32 A cet égard, il convient de rappeler que, dans l'arrêt Legros e.a., précité, la Cour a considéré que, pour des considérations impérieuses de sécurité juridique, les dispositions du traité relatives aux taxes d'effet équivalant à des droits de douane à l'importation ne pouvaient être invoquées à l'appui de demandes visant à obtenir la restitution d'une taxe telle que l'octroi de mer, payée avant la date de cet arrêt (le 16 juillet 1992), sauf par les demandeurs qui avaient, avant cette date, introduit un recours en justice ou soulevé une réclamation équivalente.

33 Pour les mêmes raisons, il y a lieu de conclure que les dispositions du traité relatives aux droits de douane et aux taxes d'effet équivalent ne peuvent être invoquées à l'appui de demandes visant à obtenir la restitution de montants perçus, avant le 16 juillet 1992, à titre de droits additionnels sur des biens en provenance de pays tiers non liés à la Communauté par un accord particulier, sauf par les demandeurs qui ont, avant cette date, introduit un recours en justice ou soulevé une réclamation équivalente. Il en va de même pour les montants perçus, avant cette date, sur de tels biens à titre d'octrois de mer dans la mesure où la perception de ces montants serait déclarée illégale en application du présent arrêt.

34 En revanche, pour la période postérieure au 16 juillet 1992, le Gouvernement français ne pouvait, à la lumière des arrêts Diamantarbeiders et Legros e.a., précités, raisonnablement continuer à estimer que la perception du droit additionnel ainsi que de l'octroi de mer, dans sa totalité dans le cas où ce dernier serait qualifié de taxe nouvelle ou dans ses majorations successives dans le cas où il serait qualifié de taxe existante, sur des biens en provenance de pays tiers non liés à la Communauté par un accord particulier était conforme au droit communautaire.

Sur les dépens

35 Les frais exposés par le Gouvernement français et par la Commission des Communautés européennes, qui ont soumis des observations à la Cour, ne peuvent faire l'objet d'un remboursement. La procédure revêtant, à l'égard des parties au principal, le caractère d'un incident soulevé devant la juridiction nationale, il appartient à celle-ci de statuer sur les dépens.

Par ces motifs,

LA COUR (cinquième chambre),

Statuant sur la question à elle soumise par le Tribunal d'instance du 12e arrondissement de Paris, par jugement du 27 janvier 1994, dit pour droit:

1) N'est pas compatible avec le traité CEE, devenu traité CE, la perception d'un droit de douane ou d'une taxe d'effet équivalent introduit unilatéralement par un État membre après la mise en place du tarif douanier commun, le 1er juillet 1968, sur les importations en provenance directe de pays tiers non liés à la Communauté par un accord particulier. En revanche, le traité ne s'oppose pas à la perception d'une taxe d'effet équivalant à un droit de douane à l'importation qui, eu égard à toutes ses caractéristiques essentielles, doit être considérée comme une taxe existant à cette date, à condition que le niveau de la taxe n'ait pas été augmenté. En cas d'augmentation, seule la marge excédentaire doit être considérée comme incompatible avec le traité.
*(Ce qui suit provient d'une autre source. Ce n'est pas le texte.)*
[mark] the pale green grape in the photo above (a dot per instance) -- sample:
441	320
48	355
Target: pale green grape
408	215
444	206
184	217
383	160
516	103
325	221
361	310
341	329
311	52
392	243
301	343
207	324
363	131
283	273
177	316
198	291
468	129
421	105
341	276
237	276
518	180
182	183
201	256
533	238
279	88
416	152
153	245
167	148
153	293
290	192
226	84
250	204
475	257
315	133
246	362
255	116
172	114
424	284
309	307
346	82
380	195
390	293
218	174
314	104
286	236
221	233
2) Les dispositions du traité relatives aux droits de douane et aux taxes d'effet équivalent ne peuvent être invoquées à l'appui de demandes visant à obtenir la restitution de montants perçus, avant le 16 juillet 1992, à titre de droits additionnels sur des biens en provenance de pays tiers non liés à la Communauté par un accord particulier, sauf par les demandeurs qui ont, avant cette date, introduit un recours en justice ou soulevé une réclamation équivalente. Il en va de même pour les montants perçus, avant cette date, sur de tels biens à titre d'octrois de mer dans la mesure où la perception de ces montants serait déclarée illégale en application du présent arrêt.